Bike Share Data Study

Introduction
Business Task
Data Sources
Analyzing the Data
Conclusion and Recommendations

Introduction

This study is motivated by the capstone project as suggested by the Google Data Analytics Professional Certificate course, wherein analysts are asked to imagine a real-world scenario, and use the skills learned in the course to complete a business task.

In this scenario, a Chicago based bike-share company named “Cyclistic” wants to understand how casual riders and annual members use bikes differently. This information will be used to help inform the business goal of converting casual riders to annual members, since annual memberships are more profitable long-term.

The main question is: How do annual members and casual riders use Cyclistic bikes differently? We hope that by identifying trends in the way users utilize the bike-share service, we will be provided insights about the needs of the customers, which will then inform the marketing team’s strategy to gain more annual members. This analysis and information will be presented in a report-style document, including documentation of the analysis process as well as visualizations of key findings.

Business Task

Compare the habits and trends of bike use between casual users and annual members. Provide the marketing team of the bike-share company with data-based recommendations to increase the number of annual memberships.

Data Sources

For the purposes of this case study, the datasets to be used for this scenario are based on the data made available by Motivate International Inc. under the following license: click here. All of the available data from this company is accessible here

It is based on data from the City of Chicago’s bikeshare service called Divvy, operated by Lyft Bikes and Scooters, LLC. The license outlines the terms and conditions of this publicly available data. It should be noted that any personal information about its users are not included, maintaining the anonymity of its users. However, the data is reliable, current, and complete enough for the purposes of this project.

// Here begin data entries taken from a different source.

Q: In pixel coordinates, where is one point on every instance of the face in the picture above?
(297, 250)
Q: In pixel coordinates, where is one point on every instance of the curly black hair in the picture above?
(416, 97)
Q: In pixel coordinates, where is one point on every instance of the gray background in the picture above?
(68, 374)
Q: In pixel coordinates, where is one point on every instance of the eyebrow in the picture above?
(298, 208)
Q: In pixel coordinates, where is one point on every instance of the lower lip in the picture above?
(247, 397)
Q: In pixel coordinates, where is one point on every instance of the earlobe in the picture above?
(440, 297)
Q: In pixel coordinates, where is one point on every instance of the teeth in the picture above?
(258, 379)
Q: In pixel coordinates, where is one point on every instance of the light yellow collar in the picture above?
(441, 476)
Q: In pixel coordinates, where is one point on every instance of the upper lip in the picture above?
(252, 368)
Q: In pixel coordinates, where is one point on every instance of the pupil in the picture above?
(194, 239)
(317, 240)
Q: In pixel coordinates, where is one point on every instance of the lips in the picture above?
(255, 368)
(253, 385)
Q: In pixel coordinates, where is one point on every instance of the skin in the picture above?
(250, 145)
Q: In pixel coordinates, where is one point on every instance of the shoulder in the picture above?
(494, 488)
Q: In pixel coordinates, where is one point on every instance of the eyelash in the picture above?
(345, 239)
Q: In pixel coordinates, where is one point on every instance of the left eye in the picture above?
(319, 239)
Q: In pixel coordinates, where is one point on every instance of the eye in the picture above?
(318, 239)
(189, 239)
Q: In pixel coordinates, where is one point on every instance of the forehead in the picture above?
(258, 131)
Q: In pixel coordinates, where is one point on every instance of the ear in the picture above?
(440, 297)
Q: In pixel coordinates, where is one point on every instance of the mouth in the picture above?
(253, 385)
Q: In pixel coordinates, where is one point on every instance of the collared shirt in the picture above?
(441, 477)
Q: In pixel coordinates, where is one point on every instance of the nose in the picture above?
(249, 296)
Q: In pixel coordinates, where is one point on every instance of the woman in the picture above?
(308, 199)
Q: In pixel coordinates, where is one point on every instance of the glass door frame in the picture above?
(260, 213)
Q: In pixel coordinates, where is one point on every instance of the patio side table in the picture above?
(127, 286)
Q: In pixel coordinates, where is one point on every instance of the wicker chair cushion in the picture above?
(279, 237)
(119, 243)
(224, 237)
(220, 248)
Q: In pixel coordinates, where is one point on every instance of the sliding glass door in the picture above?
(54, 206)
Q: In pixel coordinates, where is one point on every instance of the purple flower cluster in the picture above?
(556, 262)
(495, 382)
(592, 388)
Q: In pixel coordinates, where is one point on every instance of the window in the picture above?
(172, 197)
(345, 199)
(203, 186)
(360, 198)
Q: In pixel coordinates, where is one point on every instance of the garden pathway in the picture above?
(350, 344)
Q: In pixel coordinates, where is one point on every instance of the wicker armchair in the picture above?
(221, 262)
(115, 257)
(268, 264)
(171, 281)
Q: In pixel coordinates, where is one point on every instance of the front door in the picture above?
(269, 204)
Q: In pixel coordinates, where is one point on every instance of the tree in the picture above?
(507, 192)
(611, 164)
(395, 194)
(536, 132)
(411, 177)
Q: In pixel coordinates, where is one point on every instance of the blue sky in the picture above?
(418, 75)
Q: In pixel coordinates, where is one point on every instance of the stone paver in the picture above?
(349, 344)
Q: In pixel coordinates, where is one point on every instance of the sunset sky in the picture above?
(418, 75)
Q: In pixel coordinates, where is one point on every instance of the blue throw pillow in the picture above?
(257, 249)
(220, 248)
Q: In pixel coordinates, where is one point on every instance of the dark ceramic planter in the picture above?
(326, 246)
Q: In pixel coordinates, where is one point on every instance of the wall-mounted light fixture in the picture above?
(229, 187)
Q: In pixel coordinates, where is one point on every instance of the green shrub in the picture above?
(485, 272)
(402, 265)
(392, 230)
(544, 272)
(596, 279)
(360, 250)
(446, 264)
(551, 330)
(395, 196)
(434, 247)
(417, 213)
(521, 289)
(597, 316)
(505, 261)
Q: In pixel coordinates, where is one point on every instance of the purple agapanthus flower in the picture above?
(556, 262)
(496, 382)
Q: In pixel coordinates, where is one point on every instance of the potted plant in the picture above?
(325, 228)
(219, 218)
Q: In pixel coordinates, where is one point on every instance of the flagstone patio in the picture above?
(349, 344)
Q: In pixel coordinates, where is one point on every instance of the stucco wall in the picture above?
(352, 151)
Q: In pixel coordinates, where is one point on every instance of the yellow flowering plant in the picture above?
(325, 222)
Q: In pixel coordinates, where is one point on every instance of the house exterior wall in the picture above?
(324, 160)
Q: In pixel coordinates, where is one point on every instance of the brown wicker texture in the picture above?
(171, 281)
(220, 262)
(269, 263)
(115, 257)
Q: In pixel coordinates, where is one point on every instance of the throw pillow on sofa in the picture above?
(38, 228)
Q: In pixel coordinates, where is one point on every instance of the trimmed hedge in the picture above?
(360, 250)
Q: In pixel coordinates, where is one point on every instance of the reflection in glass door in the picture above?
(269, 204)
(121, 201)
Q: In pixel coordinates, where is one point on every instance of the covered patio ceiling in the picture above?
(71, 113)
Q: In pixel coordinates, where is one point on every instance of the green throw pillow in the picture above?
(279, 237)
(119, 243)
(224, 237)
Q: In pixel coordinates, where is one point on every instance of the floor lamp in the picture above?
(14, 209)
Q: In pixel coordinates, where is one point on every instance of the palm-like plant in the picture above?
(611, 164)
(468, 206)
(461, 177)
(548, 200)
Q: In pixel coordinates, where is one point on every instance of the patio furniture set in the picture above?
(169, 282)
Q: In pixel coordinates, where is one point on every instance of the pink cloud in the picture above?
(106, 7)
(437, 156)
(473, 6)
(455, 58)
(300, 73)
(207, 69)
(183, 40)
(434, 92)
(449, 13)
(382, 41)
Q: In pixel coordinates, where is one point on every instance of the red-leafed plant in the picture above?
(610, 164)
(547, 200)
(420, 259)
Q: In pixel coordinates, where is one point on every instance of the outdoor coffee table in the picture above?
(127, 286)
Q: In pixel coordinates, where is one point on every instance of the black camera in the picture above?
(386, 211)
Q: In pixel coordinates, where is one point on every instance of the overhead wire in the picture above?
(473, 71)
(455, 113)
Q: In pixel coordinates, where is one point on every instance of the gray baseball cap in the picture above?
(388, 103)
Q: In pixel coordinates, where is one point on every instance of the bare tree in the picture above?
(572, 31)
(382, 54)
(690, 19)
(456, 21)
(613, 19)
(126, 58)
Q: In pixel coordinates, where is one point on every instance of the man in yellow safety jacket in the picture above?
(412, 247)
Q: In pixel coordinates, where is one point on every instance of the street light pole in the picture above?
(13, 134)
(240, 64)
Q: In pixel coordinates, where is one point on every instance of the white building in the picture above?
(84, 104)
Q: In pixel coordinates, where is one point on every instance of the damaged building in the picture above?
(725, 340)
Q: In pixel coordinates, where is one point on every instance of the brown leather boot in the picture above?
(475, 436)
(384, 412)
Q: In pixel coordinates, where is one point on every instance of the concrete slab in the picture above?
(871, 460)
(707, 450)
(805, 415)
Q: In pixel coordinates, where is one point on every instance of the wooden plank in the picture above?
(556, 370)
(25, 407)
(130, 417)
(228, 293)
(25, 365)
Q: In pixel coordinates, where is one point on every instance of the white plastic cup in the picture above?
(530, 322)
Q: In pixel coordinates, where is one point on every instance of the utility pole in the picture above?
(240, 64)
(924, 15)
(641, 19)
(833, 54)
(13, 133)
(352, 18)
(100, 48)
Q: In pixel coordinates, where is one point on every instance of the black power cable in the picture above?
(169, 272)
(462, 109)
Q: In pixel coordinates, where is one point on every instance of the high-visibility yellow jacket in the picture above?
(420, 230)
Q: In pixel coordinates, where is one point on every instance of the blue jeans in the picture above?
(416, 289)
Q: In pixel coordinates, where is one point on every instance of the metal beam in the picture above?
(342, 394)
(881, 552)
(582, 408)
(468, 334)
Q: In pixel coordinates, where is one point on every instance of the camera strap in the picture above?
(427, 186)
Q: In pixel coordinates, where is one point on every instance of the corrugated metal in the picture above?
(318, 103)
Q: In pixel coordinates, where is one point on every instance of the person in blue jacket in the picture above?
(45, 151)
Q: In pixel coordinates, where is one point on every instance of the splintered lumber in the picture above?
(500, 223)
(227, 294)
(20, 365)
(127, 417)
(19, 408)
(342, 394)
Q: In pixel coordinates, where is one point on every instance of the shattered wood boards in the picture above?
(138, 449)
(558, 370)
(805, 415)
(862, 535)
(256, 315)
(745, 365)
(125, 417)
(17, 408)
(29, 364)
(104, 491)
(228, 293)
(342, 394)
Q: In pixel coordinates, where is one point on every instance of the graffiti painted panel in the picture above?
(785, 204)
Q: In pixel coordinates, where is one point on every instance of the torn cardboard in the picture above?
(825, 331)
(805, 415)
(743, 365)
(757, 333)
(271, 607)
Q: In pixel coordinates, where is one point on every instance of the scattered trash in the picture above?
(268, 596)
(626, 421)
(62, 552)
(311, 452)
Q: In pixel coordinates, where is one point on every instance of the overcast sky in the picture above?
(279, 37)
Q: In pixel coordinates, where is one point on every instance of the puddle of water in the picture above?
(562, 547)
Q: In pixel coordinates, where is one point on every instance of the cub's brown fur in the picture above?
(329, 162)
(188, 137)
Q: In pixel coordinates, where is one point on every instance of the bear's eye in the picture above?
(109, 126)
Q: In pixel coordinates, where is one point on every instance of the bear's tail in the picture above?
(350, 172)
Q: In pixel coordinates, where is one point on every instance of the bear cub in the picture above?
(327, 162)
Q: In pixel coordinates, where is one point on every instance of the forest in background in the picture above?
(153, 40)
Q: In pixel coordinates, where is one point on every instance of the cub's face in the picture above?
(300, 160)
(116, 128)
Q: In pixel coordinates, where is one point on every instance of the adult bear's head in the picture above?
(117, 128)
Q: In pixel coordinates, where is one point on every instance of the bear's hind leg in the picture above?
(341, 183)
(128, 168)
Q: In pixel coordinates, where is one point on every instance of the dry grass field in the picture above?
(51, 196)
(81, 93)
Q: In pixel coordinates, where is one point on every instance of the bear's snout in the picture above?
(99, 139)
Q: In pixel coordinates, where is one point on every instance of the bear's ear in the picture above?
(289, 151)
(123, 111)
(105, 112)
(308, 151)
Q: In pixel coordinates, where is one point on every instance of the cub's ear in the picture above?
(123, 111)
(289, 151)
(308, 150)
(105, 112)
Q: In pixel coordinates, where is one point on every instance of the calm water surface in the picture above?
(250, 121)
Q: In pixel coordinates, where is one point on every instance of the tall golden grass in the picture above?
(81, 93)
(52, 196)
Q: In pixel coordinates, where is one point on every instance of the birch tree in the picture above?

The data is stored in csv files, the most recent files containing a month’s worth of data while the oldest file which dates back to 2013 has an entire year’s worth of information. The data itself is organized in a wide format where every row is an independent entry about a singular bike ride, with a corresponding unique ride identification string. The data includes information such as:

a unique trip id
the date and time each bike trip began and ended
the stations that the bike trip left from and arrived at (including station name, id, and GPS coordinates)
the type of bike used (electric, classic, or docked)
the type of user (member or casual user)

For this analysis, I will be using data from the past year, downloading 12 separate csv files, corresponding to one for each month. Altogether, there is a total of 5,677,610 rows and over a GB of data.

Data Cleaning and Preparation

For this project, I decided to use data from the past year: December 2022 to November 2023. This should give us an expansive and current overview of user habits. I chose to use SQL for most of the analysis because it was suitable for the large size of the collective data. I began by making sure that each month’s data had the same number of columns with the same datatype. I also wanted to check that the data type matched the information in each column. I noticed that the columns with the start and end time were saved as variable character data type, but were in the date-time format: YYYY-MM-DD HH:MI:SS. I therefore converted this column into date-time data type for each month which is more appropriate and would more accurately reflect the information.

ALTER TABLE 202311_tripdata
ALTER COLUMN started_at DATETIME;

The above SQL command was completed for the ended_at column as well, and for the rest of the months.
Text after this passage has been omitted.